それではどうぞご覧ください。
「オラァッ!!」
アクセルは自慢の触覚を硬化させ、ブレーキに向かって"メガホーン"を放つ。
それに対しブレーキはすんでの所で躱すと、身体を鞭の様にくねらせて"ほのおのむち"を浴びせた。
「ちぃ……!ちょこまか動きやがって!」
「実に単調、明白、馬鹿の一つ覚え」
「まだ"メガホーン"だけでボロクソ言ってんじゃねぇッ!!」
続いてアクセルは巨体を活かして"ギガインパクト"を食らわせる体勢を取った。
「ぶちかます!」
全体重の乗った体当たり。距離が離れているのなら避ける事は容易そうに見えるが、正面に立ち、その巨体から放たれる圧に耐えられるかは別だ。
だが、相手はLevel.3の囚人ブレーキ。またしてもヒラリとかわされる。
「この野郎ッ!」
その時、アクセルの動きが止まる。
"ギガインパクト"はノーマルタイプの中でもトップクラスの高火力技。代わりにデメリットも大きい。それは反動で暫くの間は動けないという事。
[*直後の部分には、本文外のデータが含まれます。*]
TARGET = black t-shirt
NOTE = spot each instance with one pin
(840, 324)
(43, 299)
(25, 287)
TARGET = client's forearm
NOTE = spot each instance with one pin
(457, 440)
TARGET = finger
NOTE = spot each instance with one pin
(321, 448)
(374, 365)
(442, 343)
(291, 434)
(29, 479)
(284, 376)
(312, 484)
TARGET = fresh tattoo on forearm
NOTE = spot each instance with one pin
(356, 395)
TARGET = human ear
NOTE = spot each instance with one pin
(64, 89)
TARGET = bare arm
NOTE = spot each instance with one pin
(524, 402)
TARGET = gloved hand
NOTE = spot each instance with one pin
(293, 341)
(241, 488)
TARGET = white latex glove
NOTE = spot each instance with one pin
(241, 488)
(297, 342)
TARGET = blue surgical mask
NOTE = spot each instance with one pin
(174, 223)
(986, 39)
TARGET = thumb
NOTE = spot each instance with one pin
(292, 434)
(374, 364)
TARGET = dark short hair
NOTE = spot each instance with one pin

それを知っているブレーキはアクセルを動けないアクセルの周りをゆっくりと歩く。
「て、めぇッ!!」
「君たちが縄張りとしていた場所。元々は我々が取引する為に利用していた場所だ。それをどこのギャロップの骨かも分からん奴らに奪われ、私のビジネスに少しばかり影響を与えられた」
「んな事、知るかよ」
「私はそれに関して非常に、非常に……腹が立った」
次の瞬間、ブレーキはアクセルの脇腹に噛みつき、その巨体を持ち上げて"ぶんまわす"。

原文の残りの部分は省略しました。